Много говорить на темы философского камня нам было нельзя — память вещь вполне читаемая, поэтому я улыбнулся, так и не ответив, смахнул с ресниц парочку нахальных снежинок, и продолжил чтение. Но буквы расплывались перед глазами, уступая место картинкам из недавнего прошлого. После возвращения из Малфой–мэнора я успокоился. С помощью обхода этажей замка и посещения всех его закоулков, тети Нарциссы, постоянно прижимающей меня к себе и шепчущей на ухо ласковые слова, убаюкивающей тишины древнего строения, я словно вспомнил, кто же такой Гарри Снейп! Так легко, как в ту минуту, мне давненько не было. Присев от обуревающих меня чувств, я сдавлено засмеялся, вытирая выступившие от смеха слезы.
Миссис Малфой оторвалась от вышивки и вопросительно на меня посмотрела:
— Гарри, что с тобой?! — она привстала от удивления.
— Ни–че–го… — выдавил я из себя и продолжил хихикать, захлебываясь счастьем.
Она ничего не сказала, подумала о чем-то, кивнула и вновь принялась старательно выводить на полотне прекрасные цветы. Стежок за стежком, ниточка к ниточке — и на черной ткани, словно из сырой земли, рождались мои любимые белые тюльпаны. Я подошел к дивану и встал за плечом миссис Малфой, не отрывая глаз от её тонких длинных пальцев и этого чуда. Лепестки оживали, стоило к ним прикоснуться, и трепетали от ветра…
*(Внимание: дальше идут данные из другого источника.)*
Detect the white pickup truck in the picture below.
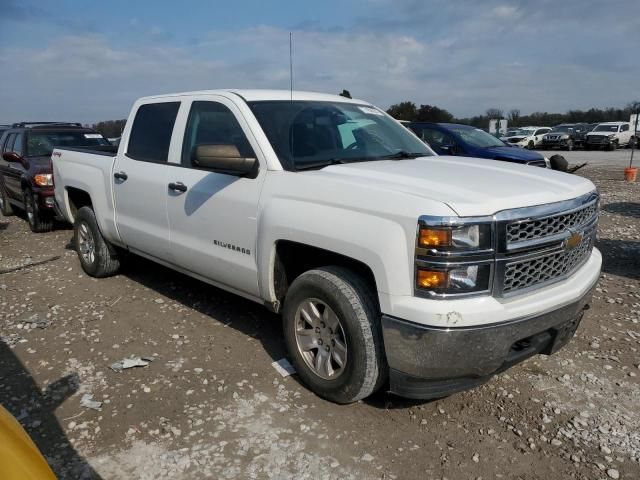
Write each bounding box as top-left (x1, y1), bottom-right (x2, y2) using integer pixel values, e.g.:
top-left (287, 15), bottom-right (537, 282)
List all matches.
top-left (52, 90), bottom-right (602, 403)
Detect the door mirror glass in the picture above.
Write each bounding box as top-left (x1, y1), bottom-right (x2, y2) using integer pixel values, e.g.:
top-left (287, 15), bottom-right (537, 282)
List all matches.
top-left (2, 151), bottom-right (22, 163)
top-left (193, 144), bottom-right (257, 177)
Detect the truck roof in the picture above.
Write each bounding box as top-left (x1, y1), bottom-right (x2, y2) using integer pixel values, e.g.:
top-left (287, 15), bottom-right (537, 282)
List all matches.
top-left (596, 121), bottom-right (629, 125)
top-left (137, 89), bottom-right (369, 105)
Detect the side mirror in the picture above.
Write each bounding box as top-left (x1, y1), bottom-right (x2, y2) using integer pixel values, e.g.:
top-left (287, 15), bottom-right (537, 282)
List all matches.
top-left (2, 151), bottom-right (22, 163)
top-left (192, 144), bottom-right (258, 177)
top-left (439, 144), bottom-right (455, 155)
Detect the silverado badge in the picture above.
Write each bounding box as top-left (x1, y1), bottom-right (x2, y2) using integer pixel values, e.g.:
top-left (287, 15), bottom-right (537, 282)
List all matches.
top-left (564, 230), bottom-right (583, 251)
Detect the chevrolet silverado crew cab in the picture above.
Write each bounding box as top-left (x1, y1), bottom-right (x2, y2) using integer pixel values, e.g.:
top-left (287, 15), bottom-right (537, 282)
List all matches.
top-left (0, 122), bottom-right (112, 231)
top-left (52, 90), bottom-right (601, 403)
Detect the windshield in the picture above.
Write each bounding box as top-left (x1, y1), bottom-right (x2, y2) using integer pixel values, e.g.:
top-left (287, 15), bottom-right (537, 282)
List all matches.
top-left (26, 130), bottom-right (109, 157)
top-left (551, 125), bottom-right (573, 133)
top-left (514, 129), bottom-right (535, 136)
top-left (448, 126), bottom-right (506, 148)
top-left (247, 101), bottom-right (432, 170)
top-left (593, 125), bottom-right (619, 132)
— Подарить? — спросила она.
— Ага!
Ее руки замерли и она резко повернула ко мне свое лицо, а я еле удержался от возгласа восхищения — мама у Драко ну очень красивая, особенно, когда сердится… Огромные голубые глаза смотрели на меня с укором и я приготовился к отповеди за все мои нехорошие поступки в Хогвартсе, но услышал совсем иное:
— Да перестань, Гарри! Всё произошло так, как и должно было быть! Я говорю это тебе, но скоро скажу и своему сыну. Грядут перемены, молодой человек, мы всё вернем… — и добавила уже не таким строгим голосом: — Ты меня понял?
Нарочито громкое шуршание газеты помешало мне ответить, а вернее тот, кто эту газету листал, ответил за меня.
— Да понял он, понял! Может его мать и была гря…
— Люциус! — перебила супруга тетя Нарцисса.
— Но Гарольд не так глуп! — убежденно закончил свою мысль мистер Малфой, тряхнул Пророком и вновь укрылся им от всего мира и нас в частности. — Добби! Проклятое существо! Подогрей этот чай, он уже ледяной! — донеслось из-под газеты спустя секунду.
Добби — грязный и противный домовик. Он всегда ходит пригнувшись — опасается пинка и выражает таким странным образом свое бесконечное уважение к хозяевам. Но вот его маленькие глазки иногда смотрят на тебя так, словно это он хозяин, а мы все — его лютые и весьма гадкие враги! Если верная Хельга тиранит меня и отца своей безграничной любовью, то это подлое тщедушное создание лелеет в себе совсем иные чувства…
Подставив Добби подножку, я хихикнул, довольный тем, что домовику пришлось балансировать на одной ноге, дабы не уронить поднос с фарфоровым чайником, затем попрощался с Малфоями и пошел к камину. Эти часы у потрескивающих поленьев, согревающих замок и меня, я провел с хорошими людьми, и пусть катятся те, кто так не считает!
Перескакивая через ступеньки, улыбаясь направо и налево в ответ на кислые гримасы и полное презрение, я летел, как птица, которую по глупости взяли и освободили, открыв дверцу клетки! Снейп младший больше не должен бояться, что нелюбовь к нему что-то там выдаст. Меня же теперь ненавидят не просто так, а по конкретной причине, и какая жалость, что я не могу их за это расцеловать!
Я проскочил мимо черного, как туча, Вуда. Но тот не сразу осознал, что я мог поступить так непочтительно, а когда осознал, нахмурился еще сильнее и проорал свой вопрос уже в мою так нагло удаляющуюся спину:
— Ты где был?!
— Г–у-у–л-я–л… — выкрикнул я на ходу, улыбаясь, как душевнобольной и даже не думая тормозить.
Но Оливер не сдался и всё же донес до меня две важных новости.